Critical race theory is a decades-old academic framework in law schools. It holds that racism in America isn’t just a matter of individual prejudice but is embedded in our institutions and in society itself, manifested in ways that are more subtle and insidious than blunt expressions of racism — red-lining in real estate, for example, or white flight from urban schools.
Like most Americans, I’d never heard of critical race theory until last year, but its logic strikes me as obvious. By just about any metric you can name — employment, household income, school test scores, incarceration rates — Black Americans on average do worse than their white counterparts. Unless you believe, like some 19th-century pseudoscience quack, that there’s something about darker skin pigmentation that makes people less intelligent, industrious and law-abiding (which is, of course, the dictionary definition of racism), then the conclusion is inescapable: The cultural poison from centuries of slavery and then Jim Crow didn’t just magically disappear from America’s bloodstream with the signing of the Civil Rights Act of 1964. It still lingers, creating systemic, lifelong disadvantages for Black Americans that make societal success more difficult.
Once we’re done listening to all the racists’ heads exploding, let’s move on to the main point here, which isn’t really about critical race theory at all. It’s about the MacGuffin.
Republican Glenn Youngkin’s surprise victory in Virginia’s gubernatorial race in November has been largely attributed to his vow to ban critical race theory from public schools “on day one.” It was an easy campaign promise to keep, because the theory isn’t taught in secondary schools in Virginia, or pretty much anywhere else.

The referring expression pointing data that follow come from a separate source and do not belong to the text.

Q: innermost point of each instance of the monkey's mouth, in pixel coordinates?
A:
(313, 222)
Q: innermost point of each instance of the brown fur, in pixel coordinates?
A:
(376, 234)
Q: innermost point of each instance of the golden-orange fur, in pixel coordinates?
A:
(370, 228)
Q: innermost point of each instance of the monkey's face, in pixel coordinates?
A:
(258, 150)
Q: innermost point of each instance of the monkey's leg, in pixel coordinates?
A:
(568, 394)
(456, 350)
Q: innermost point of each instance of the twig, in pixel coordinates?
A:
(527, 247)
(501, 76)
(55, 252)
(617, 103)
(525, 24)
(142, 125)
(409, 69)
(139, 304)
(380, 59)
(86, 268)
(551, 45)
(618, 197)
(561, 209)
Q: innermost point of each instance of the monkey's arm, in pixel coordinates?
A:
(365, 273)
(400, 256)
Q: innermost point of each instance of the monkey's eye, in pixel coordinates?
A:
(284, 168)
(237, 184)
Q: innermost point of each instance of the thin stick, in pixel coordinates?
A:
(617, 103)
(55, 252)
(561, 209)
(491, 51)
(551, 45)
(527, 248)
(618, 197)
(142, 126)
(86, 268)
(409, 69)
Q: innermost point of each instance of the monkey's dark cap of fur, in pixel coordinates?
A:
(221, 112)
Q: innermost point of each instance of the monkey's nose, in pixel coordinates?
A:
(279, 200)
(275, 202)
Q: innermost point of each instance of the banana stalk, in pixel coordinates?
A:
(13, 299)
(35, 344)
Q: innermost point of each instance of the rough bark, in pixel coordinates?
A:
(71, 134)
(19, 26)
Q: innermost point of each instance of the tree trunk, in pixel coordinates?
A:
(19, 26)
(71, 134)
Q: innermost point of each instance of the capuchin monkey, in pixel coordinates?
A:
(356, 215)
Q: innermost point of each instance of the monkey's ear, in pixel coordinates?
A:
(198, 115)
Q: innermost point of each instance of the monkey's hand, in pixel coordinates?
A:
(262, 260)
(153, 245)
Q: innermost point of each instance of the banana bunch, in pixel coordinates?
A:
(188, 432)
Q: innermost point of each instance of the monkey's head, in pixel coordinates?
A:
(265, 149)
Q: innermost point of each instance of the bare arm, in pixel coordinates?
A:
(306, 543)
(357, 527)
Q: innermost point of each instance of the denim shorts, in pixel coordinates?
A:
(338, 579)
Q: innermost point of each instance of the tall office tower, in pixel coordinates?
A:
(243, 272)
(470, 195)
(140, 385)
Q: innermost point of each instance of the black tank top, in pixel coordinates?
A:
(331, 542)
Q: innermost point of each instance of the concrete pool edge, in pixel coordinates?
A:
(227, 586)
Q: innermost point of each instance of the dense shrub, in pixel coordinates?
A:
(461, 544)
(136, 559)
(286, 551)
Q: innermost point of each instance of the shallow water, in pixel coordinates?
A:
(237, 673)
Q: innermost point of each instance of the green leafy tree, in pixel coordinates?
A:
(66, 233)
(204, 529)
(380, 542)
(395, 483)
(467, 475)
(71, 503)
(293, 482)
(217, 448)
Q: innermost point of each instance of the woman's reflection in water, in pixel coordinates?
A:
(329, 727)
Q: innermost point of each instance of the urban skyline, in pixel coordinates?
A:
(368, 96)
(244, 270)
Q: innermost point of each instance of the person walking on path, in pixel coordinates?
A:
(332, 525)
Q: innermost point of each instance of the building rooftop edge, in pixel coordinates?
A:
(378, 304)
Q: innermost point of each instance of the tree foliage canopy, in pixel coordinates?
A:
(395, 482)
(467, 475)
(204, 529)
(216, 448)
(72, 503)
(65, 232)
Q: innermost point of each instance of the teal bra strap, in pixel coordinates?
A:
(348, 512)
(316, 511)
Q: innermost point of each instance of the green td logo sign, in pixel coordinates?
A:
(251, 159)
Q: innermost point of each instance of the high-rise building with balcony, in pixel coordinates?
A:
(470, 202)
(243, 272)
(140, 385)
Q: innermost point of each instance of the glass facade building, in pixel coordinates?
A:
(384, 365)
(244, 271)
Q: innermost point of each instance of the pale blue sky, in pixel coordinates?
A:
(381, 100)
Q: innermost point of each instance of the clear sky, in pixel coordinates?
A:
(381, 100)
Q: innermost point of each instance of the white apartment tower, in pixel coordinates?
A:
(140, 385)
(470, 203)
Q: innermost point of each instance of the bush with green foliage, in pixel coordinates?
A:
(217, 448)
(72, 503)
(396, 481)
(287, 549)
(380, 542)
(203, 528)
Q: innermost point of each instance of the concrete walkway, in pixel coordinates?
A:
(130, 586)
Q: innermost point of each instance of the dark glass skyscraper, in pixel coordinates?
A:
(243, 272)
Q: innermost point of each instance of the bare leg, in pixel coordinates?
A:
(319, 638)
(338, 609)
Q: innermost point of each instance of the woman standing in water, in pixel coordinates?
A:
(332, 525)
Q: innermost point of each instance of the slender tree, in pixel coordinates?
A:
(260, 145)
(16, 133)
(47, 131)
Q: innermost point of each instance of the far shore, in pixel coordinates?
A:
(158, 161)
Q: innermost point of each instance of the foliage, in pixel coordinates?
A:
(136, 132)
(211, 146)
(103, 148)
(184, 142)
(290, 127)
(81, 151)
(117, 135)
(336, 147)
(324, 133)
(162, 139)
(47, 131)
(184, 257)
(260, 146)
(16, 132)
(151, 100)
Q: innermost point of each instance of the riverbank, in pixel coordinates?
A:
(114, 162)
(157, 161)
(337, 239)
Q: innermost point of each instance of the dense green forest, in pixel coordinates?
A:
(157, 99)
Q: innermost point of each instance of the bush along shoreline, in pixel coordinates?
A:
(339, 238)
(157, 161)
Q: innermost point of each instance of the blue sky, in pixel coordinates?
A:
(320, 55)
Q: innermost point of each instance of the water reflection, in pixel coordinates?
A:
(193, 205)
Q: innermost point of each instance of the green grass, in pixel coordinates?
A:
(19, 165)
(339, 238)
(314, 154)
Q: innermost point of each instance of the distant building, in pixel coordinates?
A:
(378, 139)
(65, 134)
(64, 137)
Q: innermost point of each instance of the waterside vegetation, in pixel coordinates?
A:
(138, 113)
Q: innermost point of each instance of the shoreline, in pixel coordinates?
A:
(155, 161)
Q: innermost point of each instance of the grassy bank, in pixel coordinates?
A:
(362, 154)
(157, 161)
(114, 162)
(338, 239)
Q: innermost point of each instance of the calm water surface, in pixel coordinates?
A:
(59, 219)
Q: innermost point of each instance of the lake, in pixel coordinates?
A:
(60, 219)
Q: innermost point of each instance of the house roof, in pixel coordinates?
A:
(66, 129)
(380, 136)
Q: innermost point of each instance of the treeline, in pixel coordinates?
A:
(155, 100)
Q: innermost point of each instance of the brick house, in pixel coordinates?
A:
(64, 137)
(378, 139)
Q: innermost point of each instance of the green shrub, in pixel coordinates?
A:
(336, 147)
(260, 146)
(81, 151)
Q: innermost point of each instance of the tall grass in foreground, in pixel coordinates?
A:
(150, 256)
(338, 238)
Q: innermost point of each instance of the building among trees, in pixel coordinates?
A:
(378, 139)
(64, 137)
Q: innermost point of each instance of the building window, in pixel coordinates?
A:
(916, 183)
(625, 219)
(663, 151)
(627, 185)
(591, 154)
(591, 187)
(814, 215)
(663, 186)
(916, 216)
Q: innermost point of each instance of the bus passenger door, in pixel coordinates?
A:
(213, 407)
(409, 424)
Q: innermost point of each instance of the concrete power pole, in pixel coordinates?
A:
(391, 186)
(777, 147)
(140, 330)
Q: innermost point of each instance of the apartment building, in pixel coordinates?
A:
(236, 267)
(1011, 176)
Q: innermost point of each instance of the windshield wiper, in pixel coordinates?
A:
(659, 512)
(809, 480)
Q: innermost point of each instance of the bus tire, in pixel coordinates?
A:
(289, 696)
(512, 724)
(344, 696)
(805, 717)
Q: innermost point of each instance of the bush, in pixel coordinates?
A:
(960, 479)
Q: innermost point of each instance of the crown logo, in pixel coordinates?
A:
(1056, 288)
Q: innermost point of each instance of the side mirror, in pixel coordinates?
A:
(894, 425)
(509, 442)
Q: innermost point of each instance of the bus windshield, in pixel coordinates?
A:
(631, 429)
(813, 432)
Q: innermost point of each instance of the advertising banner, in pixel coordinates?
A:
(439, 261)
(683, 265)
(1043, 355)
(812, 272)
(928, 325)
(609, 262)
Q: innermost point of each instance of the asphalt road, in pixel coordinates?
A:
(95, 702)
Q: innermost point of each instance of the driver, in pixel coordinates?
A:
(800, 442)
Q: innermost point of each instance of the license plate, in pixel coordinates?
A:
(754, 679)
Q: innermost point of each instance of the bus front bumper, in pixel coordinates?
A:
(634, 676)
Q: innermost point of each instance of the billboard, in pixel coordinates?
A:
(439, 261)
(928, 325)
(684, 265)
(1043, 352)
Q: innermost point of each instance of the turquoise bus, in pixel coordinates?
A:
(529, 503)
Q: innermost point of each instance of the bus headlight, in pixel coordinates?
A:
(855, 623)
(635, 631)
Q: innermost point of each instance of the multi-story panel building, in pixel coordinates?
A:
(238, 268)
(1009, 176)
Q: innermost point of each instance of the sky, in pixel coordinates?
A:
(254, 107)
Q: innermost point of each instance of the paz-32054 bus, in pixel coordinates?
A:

If Youngkin’s win won’t change anything in Virginia’s classrooms, it did demonstrate the potential power of the critical race theory MacGuffin. The lesson hasn’t been lost. As Politico reported last week, at least a dozen red-state legislatures, including Missouri’s, are now pursuing laws to ban critical race theory from the classroom, even though it is vanishingly rare there.
Missouri state Rep. Brian Seitz, R-Branson, who is among lawmakers sponsoring such legislation, told Politico that his priority in 2022 is to “shut down” critical race theory here. He’s going to have a leisurely time of it. According to a survey last summer by Missouri’s Department of Elementary and Secondary Education of the more than 500 school districts in the state, just one, Kansas City, said it addresses critical race theory, and that’s in a college preparatory academy.
Nonetheless, Missouri Attorney General Eric Schmitt — never one to be out-demagogued in his quest for a U.S. Senate seat — is suing the Springfield school district, alleging they’re withholding information about whether they’re teaching critical race theory. This despite the fact that the district has publicly and repeatedly said it doesn’t teach the theory.
Educators have expressed concern that the GOP’s crusade against critical race theory could have a chilling effect on the teaching of any topics that touch on race at all. For many of the crusaders, that’s no doubt the whole point.
For others, it’s a means to an electoral end. As Seitz, the Missouri lawmaker, bragged to Politico: “There is a huge red wave coming.” And the show must go on.